What is a shared feature between ligand-gated ion channels, GPCRs and Kinase linked receptors?
> Transmembrane-spanning segments composed of 20-25 hydrophobic amino acids.
Possess extracellular ligand binding domain.
What is a feature of a ligand needed for nuclear receptors.
Ligand must be able to cross the plasma membrane.
What is the difference between receptors of the same family found in different tissues?
> Different tissues express different combinations of genes
As receptor families have multiple genes which code for them.
What are 3 examples of drugs that target voltage-gated ion channels?
Lignocaine, Apamin, Dihydropyridines
What is the difference between receptors and ion channels?
The receptor is the ion channel, the aqueous pore is in the middle of the receptor where the ions flow.
What is an example of ligand-gated ion channels and where are they found?
> Nicotinic receptors
In reward pathways in the brain, peripheral system (neuromuscular junction).
What effects the composition of receptors and what effect does this have?
> Subunit composition effects the function.
Receptors in different areas have different compositions, these require different doses of a ligand to have an effect.
What receptor family takes up the most of our genome?
G-protein coupled receptors
What is conserved on extracellular loops on GCPRs and what do they do?
2 cysteine residues that form disulphide bonds to stabilize the structure of the receptor.
What 3 subunits make up the G-protein domain in GCPRs?
alpha, beta, gamma subunits
What receptor types can ACh interact with?
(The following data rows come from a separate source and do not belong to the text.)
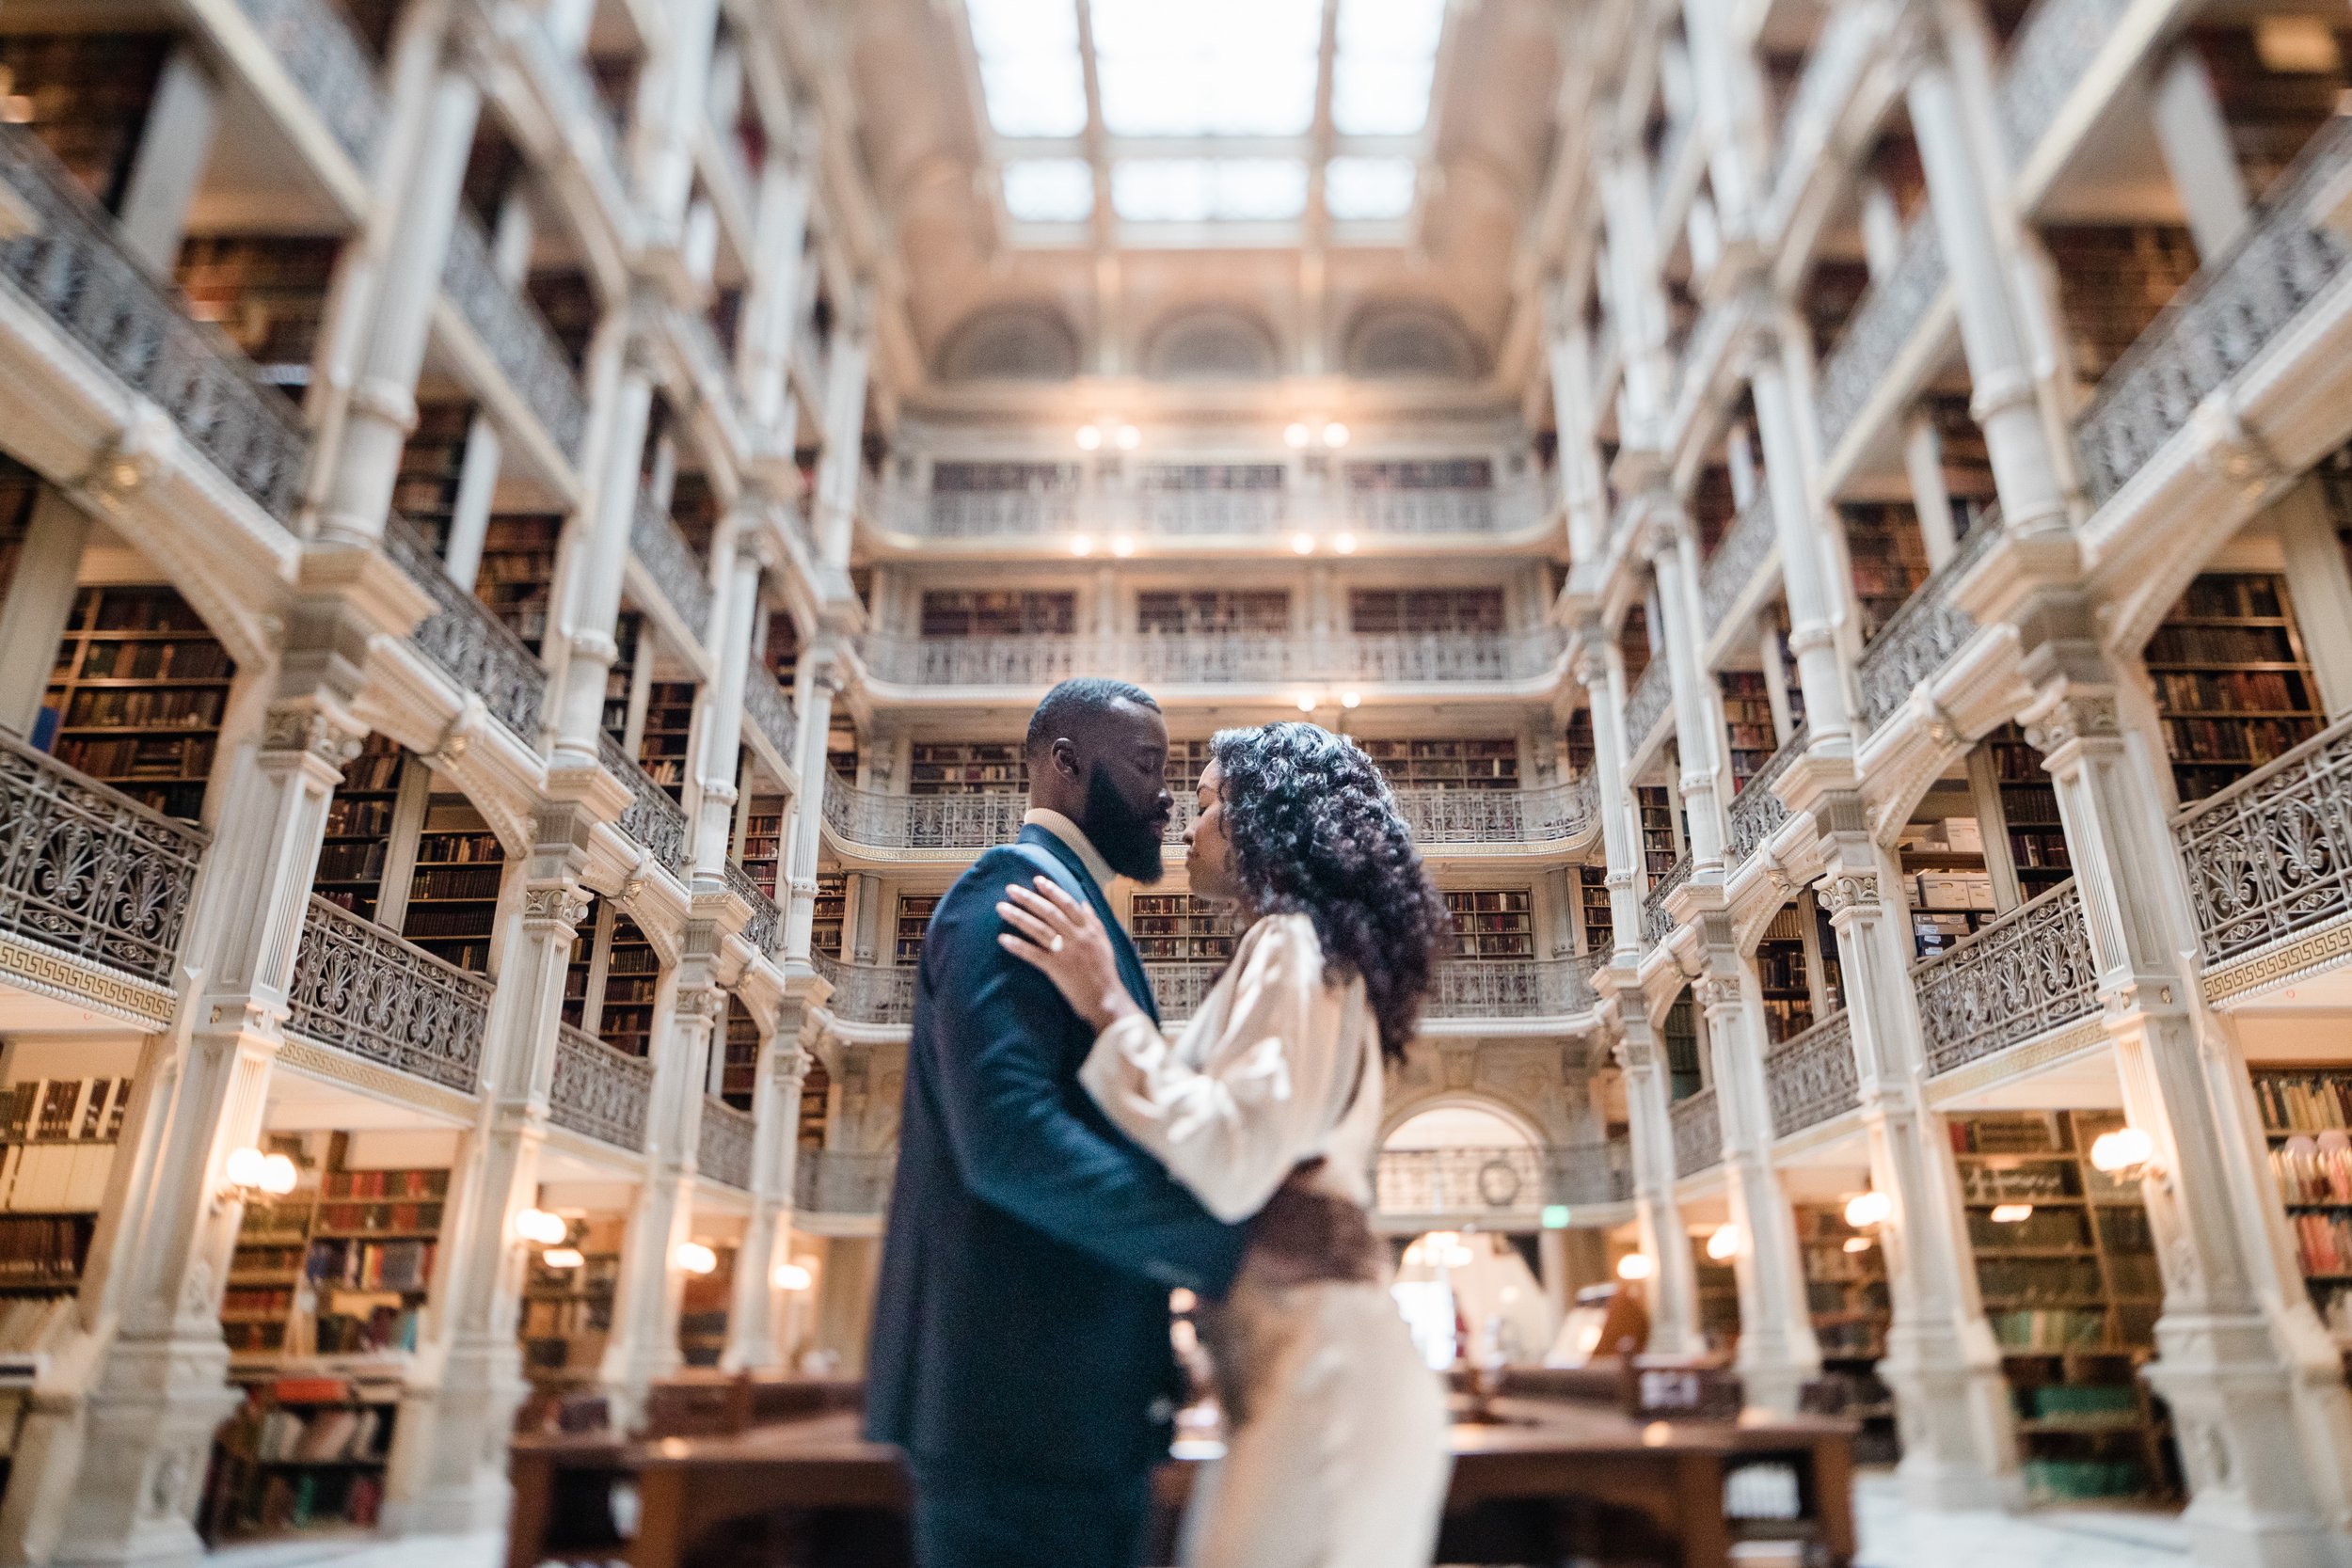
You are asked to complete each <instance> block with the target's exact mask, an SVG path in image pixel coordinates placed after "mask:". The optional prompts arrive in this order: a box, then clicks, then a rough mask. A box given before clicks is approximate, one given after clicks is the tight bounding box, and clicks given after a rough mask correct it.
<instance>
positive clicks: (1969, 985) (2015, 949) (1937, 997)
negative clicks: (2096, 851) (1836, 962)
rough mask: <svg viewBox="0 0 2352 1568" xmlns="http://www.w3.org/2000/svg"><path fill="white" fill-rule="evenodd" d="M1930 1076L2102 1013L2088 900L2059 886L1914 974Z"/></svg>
mask: <svg viewBox="0 0 2352 1568" xmlns="http://www.w3.org/2000/svg"><path fill="white" fill-rule="evenodd" d="M1912 997H1915V999H1917V1004H1919V1027H1922V1032H1924V1037H1926V1070H1929V1077H1933V1074H1938V1072H1950V1070H1952V1067H1962V1065H1966V1063H1973V1060H1978V1058H1985V1056H1992V1053H1994V1051H2004V1048H2009V1046H2016V1044H2020V1041H2027V1039H2032V1037H2037V1034H2046V1032H2049V1030H2056V1027H2058V1025H2063V1023H2072V1020H2077V1018H2089V1016H2091V1013H2096V1011H2098V964H2096V961H2093V957H2091V933H2089V931H2086V929H2084V919H2082V893H2079V891H2077V889H2074V884H2072V882H2060V884H2058V886H2053V889H2051V891H2049V893H2042V896H2039V898H2034V900H2032V903H2023V905H2018V907H2016V910H2011V912H2009V914H2004V917H2002V919H1997V922H1992V924H1990V926H1985V929H1983V931H1976V933H1973V936H1966V938H1962V940H1959V943H1955V945H1952V947H1950V950H1947V952H1940V954H1936V957H1931V959H1926V961H1922V964H1917V966H1915V969H1912Z"/></svg>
1) Nicotinic (ionotropic/ ligand gated)
2) Muscarinic (metabotropic/ GPCRs)
What happens when a agonist binds to GPCRs?
1) Alpha subunit exchanges GDP for GTP
2) Alpha separates from Beta + Gamma
3)Alpha and Beta + Gamma interacts with downstream effector proteins
4)Alpha becomes nucleotidases and breaks GTP into GDP, or agonist becomes dissociated, and Alpha is now attracted to Beta + Gamma and rebinds.
What subunit has GTPase activity and why?
Alpha subunit to break down GTP to GDP and release a phosphate group.
What are the 3 different types of G-proteins?
1)Gq
>activates phospholipase C-Beta
2)Gs
>Activates adenylyl cyclase which regulates kinase A which activates Ca2+ channels.